When it comes to college applications, your personality matters. The characteristics colleges look for in students, while perhaps not all that unexpected, should be considered before you submit your application. Furthermore, you should think about how you can demonstrate these characteristics on your application, and what to do if you find you come up short on some preferred characteristics.
Characteristics colleges look for in students
- Work ethic
- Public service
How to demonstrate them on your application
While you may feel you possess any or all of these qualities, you must be able to demonstrate them through your application. There are a number of convincing ways to do this that go beyond simply stating, “I am a committed leader,” or something equally unsubstantial.

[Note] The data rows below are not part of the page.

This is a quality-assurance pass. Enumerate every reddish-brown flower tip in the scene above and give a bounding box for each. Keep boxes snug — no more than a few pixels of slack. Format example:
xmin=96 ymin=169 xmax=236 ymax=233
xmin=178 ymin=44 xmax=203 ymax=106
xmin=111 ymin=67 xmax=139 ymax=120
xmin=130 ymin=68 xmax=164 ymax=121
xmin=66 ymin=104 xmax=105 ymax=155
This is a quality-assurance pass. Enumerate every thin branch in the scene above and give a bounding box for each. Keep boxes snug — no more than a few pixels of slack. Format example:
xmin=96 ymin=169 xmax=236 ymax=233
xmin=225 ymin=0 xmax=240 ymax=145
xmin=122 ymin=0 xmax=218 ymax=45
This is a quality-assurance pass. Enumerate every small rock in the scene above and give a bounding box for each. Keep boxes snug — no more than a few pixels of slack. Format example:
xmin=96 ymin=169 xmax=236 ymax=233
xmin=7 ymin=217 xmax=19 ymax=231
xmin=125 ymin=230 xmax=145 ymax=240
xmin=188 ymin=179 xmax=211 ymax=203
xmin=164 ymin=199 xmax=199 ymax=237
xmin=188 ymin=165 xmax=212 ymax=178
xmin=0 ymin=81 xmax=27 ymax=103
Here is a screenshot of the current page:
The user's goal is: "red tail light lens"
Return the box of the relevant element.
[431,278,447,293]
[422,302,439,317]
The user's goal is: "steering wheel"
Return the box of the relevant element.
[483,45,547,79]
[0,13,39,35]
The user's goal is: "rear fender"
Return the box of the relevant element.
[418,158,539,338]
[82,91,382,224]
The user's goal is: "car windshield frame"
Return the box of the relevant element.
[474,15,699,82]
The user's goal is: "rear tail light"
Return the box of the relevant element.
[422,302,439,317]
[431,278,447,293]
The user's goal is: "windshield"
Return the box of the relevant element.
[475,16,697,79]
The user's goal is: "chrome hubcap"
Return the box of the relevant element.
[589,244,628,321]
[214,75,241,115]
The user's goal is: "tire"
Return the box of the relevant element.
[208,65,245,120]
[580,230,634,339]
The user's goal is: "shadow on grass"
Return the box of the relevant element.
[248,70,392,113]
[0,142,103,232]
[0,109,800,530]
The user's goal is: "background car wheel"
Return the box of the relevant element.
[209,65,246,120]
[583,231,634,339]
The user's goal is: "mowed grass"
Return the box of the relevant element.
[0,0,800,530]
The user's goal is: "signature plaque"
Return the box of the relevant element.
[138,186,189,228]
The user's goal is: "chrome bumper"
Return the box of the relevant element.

The kinds of activities you’ve done, along with the roles you’ve taken on in these activities can tell a college a lot about your character. Serving as the president of a club shows leadership, for example. Putting in long hours on a community project demonstrates work ethic and public service. Working on a complicated project throughout high school shows commitment and ambition. Think about what your activities say about you, or how you can frame your activities to demonstrate certain characteristics.
An essay that blatantly states, “I am ambitious and have a good work ethic,” doesn’t say much. However, what you choose to write about and how you write about it can demonstrate a lot about your character. Perhaps you talk about the time you built houses in South America. Giving credit to your team and discussing what you learned demonstrates a lot of admirable personality traits.
Characteristics colleges look for in students carry a lot more weight when someone else attributes them to you. If your recommendation letters consistently share your positive characteristics, colleges will take notice.
Which traits do you have?
If you don’t have certain traits, or don’t have a way to demonstrate well, don’t try to make a mountain out of a molehill. Bring out your strongest characteristics instead. Perhaps you’ve never led a group, but you’ve participated in a lot of public service activities. Play that up! Additionally, if you find you can’t demonstrate a certain trait outright, like leadership, but can show how you would make a good leader, that can serve you well, too.